During the early years, Harris "seems to have repeatedly admitted the internal, subjective nature of his visionary experience." The foreman in the Palmyra printing office that produced the first Book of Mormon said that Harris "used to practice a good deal of his characteristic jargon and 'seeing with the spiritual eye,' and the like." John H. Gilbert, the typesetter for most of the Book of Mormon, said that he had asked Harris, "Martin, did you see those plates with your naked eyes?" According to Gilbert, Harris "looked down for an instant, raised his eyes up, and said, 'No, I saw them with a spiritual eye." Two other Palmyra residents said that Harris told them that he had seen the plates with "the eye of faith" or "spiritual eyes." In 1838, Harris is said to have told an Ohio congregation that "he never saw the plates with his natural eyes, only in vision or imagination." A neighbor of Harris in Kirtland, Ohio, said that Harris "never claimed to have seen [the plates] with his natural eyes, only spiritual vision."

One account states that in March 1838, Harris publicly denied that either he or the other Witnesses to the Book of Mormon had literally seen the golden plates—although, of course, he had not been present when Whitmer and Cowdery first stated they had viewed them. This account says that recantation of Harris, made during a period of crisis in early Mormonism, induced five influential members, including three apostles, to leave the church. Later in life, Harris strongly denied that he ever made this statement.

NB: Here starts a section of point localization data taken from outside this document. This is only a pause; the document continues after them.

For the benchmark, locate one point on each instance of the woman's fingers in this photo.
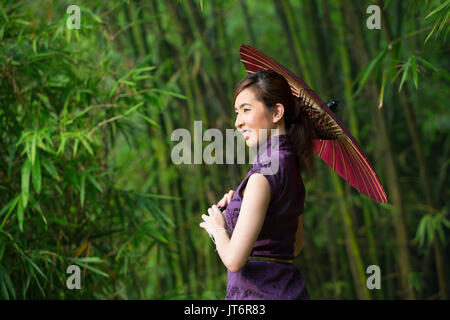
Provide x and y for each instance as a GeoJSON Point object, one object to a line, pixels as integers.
{"type": "Point", "coordinates": [226, 199]}
{"type": "Point", "coordinates": [230, 195]}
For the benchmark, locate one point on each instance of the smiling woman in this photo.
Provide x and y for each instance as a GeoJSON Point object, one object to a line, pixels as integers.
{"type": "Point", "coordinates": [263, 216]}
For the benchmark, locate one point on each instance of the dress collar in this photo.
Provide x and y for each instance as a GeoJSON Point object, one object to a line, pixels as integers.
{"type": "Point", "coordinates": [272, 144]}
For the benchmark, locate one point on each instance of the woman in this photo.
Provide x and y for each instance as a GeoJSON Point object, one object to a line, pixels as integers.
{"type": "Point", "coordinates": [263, 216]}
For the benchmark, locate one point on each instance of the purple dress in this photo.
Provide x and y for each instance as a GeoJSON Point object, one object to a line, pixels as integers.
{"type": "Point", "coordinates": [269, 280]}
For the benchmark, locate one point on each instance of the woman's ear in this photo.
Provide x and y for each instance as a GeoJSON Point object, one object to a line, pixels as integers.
{"type": "Point", "coordinates": [278, 112]}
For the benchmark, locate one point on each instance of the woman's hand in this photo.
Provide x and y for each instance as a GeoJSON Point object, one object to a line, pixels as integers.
{"type": "Point", "coordinates": [226, 199]}
{"type": "Point", "coordinates": [214, 220]}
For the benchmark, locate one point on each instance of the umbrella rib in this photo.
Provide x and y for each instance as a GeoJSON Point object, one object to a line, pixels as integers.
{"type": "Point", "coordinates": [357, 166]}
{"type": "Point", "coordinates": [367, 171]}
{"type": "Point", "coordinates": [343, 160]}
{"type": "Point", "coordinates": [321, 148]}
{"type": "Point", "coordinates": [370, 170]}
{"type": "Point", "coordinates": [357, 173]}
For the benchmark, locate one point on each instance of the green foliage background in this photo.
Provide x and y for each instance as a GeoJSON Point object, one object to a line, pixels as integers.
{"type": "Point", "coordinates": [86, 118]}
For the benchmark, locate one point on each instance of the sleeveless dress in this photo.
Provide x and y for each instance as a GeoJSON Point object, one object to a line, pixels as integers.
{"type": "Point", "coordinates": [270, 280]}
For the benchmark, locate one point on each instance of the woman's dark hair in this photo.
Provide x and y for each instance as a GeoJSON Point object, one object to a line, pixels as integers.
{"type": "Point", "coordinates": [271, 88]}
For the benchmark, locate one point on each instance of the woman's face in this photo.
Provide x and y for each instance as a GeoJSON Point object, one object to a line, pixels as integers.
{"type": "Point", "coordinates": [252, 116]}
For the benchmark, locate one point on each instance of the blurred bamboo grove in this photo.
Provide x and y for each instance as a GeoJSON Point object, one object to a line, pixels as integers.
{"type": "Point", "coordinates": [86, 119]}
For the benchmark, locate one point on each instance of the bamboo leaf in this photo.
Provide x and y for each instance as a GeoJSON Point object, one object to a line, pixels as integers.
{"type": "Point", "coordinates": [48, 165]}
{"type": "Point", "coordinates": [405, 74]}
{"type": "Point", "coordinates": [414, 70]}
{"type": "Point", "coordinates": [20, 214]}
{"type": "Point", "coordinates": [82, 188]}
{"type": "Point", "coordinates": [170, 93]}
{"type": "Point", "coordinates": [36, 175]}
{"type": "Point", "coordinates": [94, 182]}
{"type": "Point", "coordinates": [365, 73]}
{"type": "Point", "coordinates": [26, 181]}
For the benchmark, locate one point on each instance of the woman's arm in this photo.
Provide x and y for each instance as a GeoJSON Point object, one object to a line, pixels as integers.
{"type": "Point", "coordinates": [234, 252]}
{"type": "Point", "coordinates": [298, 237]}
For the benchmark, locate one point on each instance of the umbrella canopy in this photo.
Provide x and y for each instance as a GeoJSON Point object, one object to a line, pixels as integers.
{"type": "Point", "coordinates": [335, 145]}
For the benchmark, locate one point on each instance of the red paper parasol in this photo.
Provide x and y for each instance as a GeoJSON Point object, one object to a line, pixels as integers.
{"type": "Point", "coordinates": [335, 145]}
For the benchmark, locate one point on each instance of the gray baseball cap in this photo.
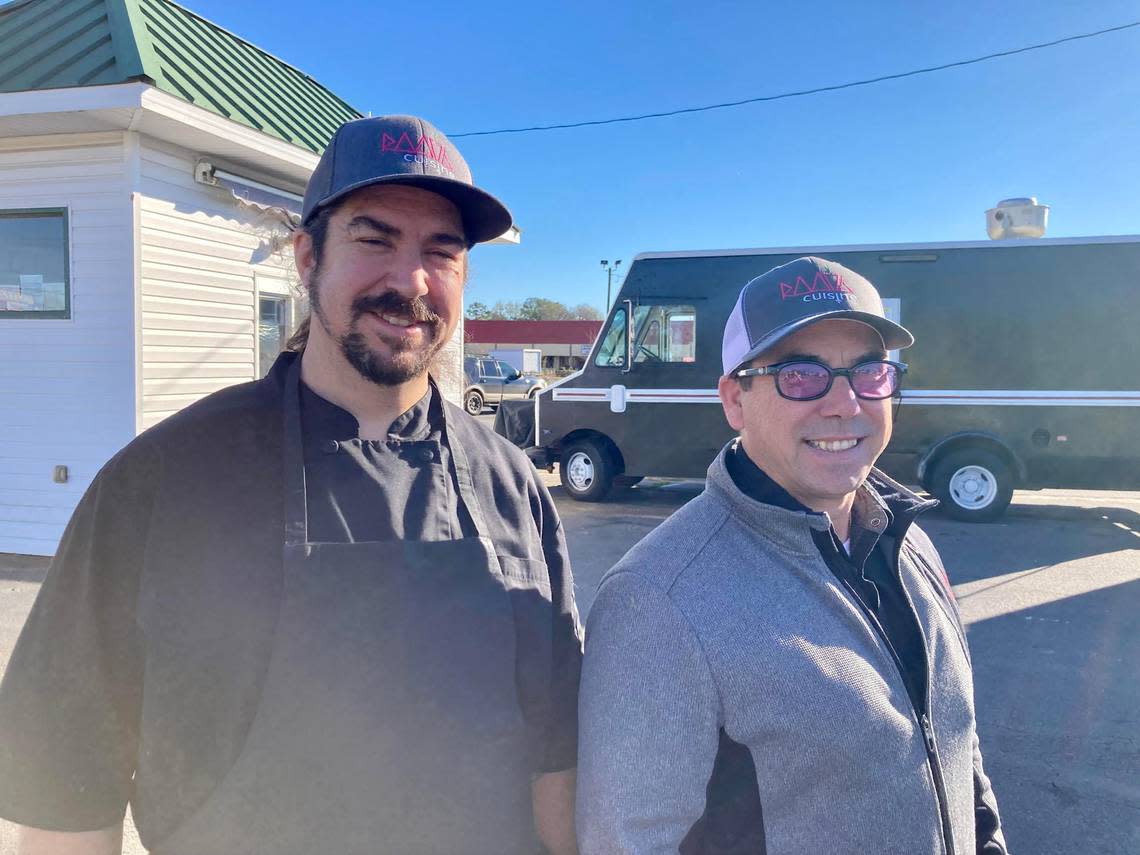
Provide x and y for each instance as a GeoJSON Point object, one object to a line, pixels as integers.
{"type": "Point", "coordinates": [795, 295]}
{"type": "Point", "coordinates": [408, 151]}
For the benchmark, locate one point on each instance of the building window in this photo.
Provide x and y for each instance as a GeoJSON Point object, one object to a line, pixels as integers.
{"type": "Point", "coordinates": [34, 281]}
{"type": "Point", "coordinates": [273, 330]}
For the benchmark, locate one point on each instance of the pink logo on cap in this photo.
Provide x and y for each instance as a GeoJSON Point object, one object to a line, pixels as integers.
{"type": "Point", "coordinates": [822, 282]}
{"type": "Point", "coordinates": [424, 147]}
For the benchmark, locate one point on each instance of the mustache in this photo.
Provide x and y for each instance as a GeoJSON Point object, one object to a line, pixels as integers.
{"type": "Point", "coordinates": [392, 303]}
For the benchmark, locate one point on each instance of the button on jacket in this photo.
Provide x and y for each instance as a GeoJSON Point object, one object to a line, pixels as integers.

In 1837, Harris joined dissenters, led by Warren Parrish, in an attempt to reform the church. But Parrish rejected the Book of Mormon, and Harris continued to believe in it. By 1840, Harris had returned to Smith's church. Following Smith's assassination, Harris accepted James J. Strang as a new prophet, and Strang also claimed to have been divinely led to an ancient record engraved upon metal plates. By 1847, Harris had broken with Strang and had accepted the leadership of fellow Book of Mormon witness, Whitmer. Harris then left Whitmer for another Mormon factional leader, Gladden Bishop. In 1855, Harris joined with the last surviving brother of Joseph Smith, William, and declared that William was Joseph's true successor. In 1856, Harris was living in Kirtland and, as caretaker of the temple, gave tours to interested visitors.

Despite his earlier statements regarding the spiritual nature of his experience, in 1853, Harris told one David Dille that he had held the forty- to sixty-pound plates on his knee for "an hour-and-a-half" and handled them "plate after plate." Even later, Harris affirmed that he had seen the plates and the angel: "Gentlemen," holding out his hand, "do you see that hand? Are you sure you see it? Or are your eyes playing you a trick or something? No. Well, as sure as you see my hand so sure did I see the Angel and the plates."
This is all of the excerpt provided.